El portal OK Diario indica que la iniciativa emplea a más de 300 personas en la recolección y clasificación del plástico. En barrios densamente poblados como Nima, la producción de ladrillos mejora la limpieza urbana y genera ingresos para quienes participan en la cadena de reciclaje.
El proceso de fabricación y su impacto ambiental
La fabricación combina plástico reciclado y arena, fundiendo el material a altas temperaturas y prensándolo en moldes para obtener bloques sólidos y resistentes. El diseño con ranuras y orificios centrales mejora el aislamiento térmico, importante en el clima cálido de Accra, por lo que la construcción resulta eficiente en términos de confort y sostenibilidad.
El método reduce la cantidad de plástico que termina en calles y canales, disminuyendo el impacto ambiental local. Según los responsables del proyecto, cada ladrillo implica la retirada de una cantidad notable de residuos.

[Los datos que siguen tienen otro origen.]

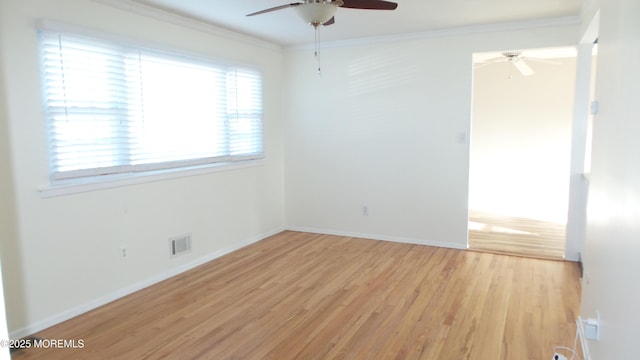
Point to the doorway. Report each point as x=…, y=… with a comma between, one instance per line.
x=520, y=153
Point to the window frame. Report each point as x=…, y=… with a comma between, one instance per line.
x=89, y=179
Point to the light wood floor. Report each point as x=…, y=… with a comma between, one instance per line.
x=516, y=236
x=308, y=296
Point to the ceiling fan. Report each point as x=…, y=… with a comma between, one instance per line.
x=517, y=60
x=321, y=12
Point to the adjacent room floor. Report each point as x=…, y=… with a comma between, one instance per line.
x=516, y=236
x=309, y=296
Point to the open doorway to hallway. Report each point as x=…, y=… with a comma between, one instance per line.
x=521, y=151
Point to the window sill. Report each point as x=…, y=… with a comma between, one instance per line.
x=75, y=186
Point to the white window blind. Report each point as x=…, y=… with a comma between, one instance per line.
x=114, y=108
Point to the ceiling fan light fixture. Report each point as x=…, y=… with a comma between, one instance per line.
x=316, y=13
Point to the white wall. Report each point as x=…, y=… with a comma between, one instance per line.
x=521, y=140
x=386, y=126
x=7, y=207
x=612, y=248
x=63, y=255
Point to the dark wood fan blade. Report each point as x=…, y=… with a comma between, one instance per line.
x=275, y=8
x=369, y=4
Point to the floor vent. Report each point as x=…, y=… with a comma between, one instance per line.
x=180, y=245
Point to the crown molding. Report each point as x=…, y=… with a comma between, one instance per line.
x=188, y=22
x=446, y=32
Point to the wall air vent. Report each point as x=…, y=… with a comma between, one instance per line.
x=180, y=245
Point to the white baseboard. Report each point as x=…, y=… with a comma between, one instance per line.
x=583, y=341
x=398, y=239
x=115, y=295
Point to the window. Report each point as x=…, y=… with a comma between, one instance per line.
x=114, y=108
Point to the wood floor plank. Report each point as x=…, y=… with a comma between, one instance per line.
x=310, y=296
x=516, y=236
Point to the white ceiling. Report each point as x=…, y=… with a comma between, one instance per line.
x=284, y=27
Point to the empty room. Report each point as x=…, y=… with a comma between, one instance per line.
x=269, y=180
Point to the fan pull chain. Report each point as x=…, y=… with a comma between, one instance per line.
x=316, y=51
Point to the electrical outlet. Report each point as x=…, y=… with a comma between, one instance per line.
x=557, y=356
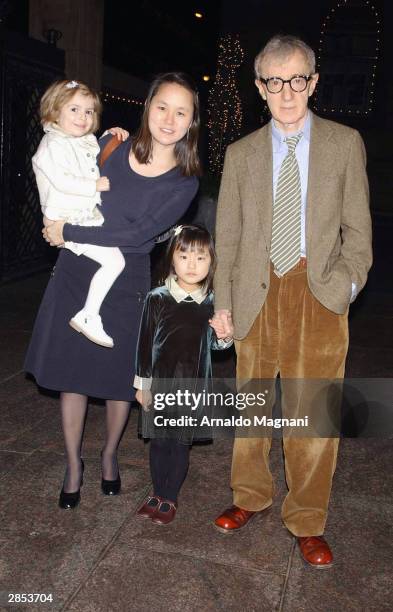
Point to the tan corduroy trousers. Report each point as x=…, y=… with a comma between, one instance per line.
x=296, y=336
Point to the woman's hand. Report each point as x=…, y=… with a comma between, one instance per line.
x=119, y=132
x=144, y=398
x=222, y=324
x=53, y=233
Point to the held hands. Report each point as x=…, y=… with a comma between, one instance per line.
x=144, y=398
x=119, y=132
x=53, y=232
x=103, y=184
x=222, y=324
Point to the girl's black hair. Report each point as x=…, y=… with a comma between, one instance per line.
x=186, y=150
x=194, y=237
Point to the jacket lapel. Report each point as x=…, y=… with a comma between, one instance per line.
x=260, y=167
x=321, y=164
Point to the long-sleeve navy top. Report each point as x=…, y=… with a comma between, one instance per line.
x=137, y=208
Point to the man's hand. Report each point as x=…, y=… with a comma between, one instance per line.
x=103, y=184
x=222, y=324
x=144, y=398
x=53, y=233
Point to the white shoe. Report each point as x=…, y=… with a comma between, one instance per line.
x=91, y=327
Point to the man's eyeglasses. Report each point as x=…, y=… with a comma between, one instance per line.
x=297, y=83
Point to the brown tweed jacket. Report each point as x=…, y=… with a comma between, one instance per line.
x=338, y=225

Además, al sustituir parte del cemento por plástico reciclado se reducen las emisiones de gases de efecto invernadero vinculadas a la producción cementera.
Beneficios económicos y sociales para la comunidad
Las viviendas construidas con estos ladrillos pueden costar hasta un tercio menos que las hechas con materiales tradicionales, debido a la menor utilización de cemento, el uso de materias primas recicladas y procesos constructivos más simples. Esto facilita el acceso a viviendas dignas y dinamiza la economía local mediante la creación de empleo en la cadena de reciclaje y producción.
El pago por kilogramo de plástico recolectado genera un incentivo directo para limpiar la ciudad y mejora las condiciones sanitarias en barrios vulnerables. De este modo, la iniciativa contribuye tanto a la calidad de vida de la población como al desarrollo sostenible de Accra.
Retos para la expansión y perspectivas de futuro
A pesar de los avances, el proyecto enfrenta limitaciones para escalar: cada vivienda requiere miles de bloques y la capacidad de producción actual no cubre la demanda. Ampliar la infraestructura y adquirir más equipos son pasos necesarios para aumentar el alcance.
El interés internacional y los pedidos crecen, pero la viabilidad depende de resolver cuestiones logísticas y aumentar la capacidad industrial. El modelo prueba que el reciclaje puede aplicarse al sector habitacional sin sacrificar resistencia ni calidad, aunque su escalamiento requiere inversión en tecnología y expansión productiva.
La transformación de residuos plásticos en ladrillos en Ghana representa una alternativa innovadora y sostenible frente a la escasez de vivienda y la acumulación de basura en Accra. El proyecto reduce costos, mejora el medio ambiente, crea empleo y promueve inclusión social, ofreciendo una respuesta integrada a los desafíos de una ciudad en rápido crecimiento.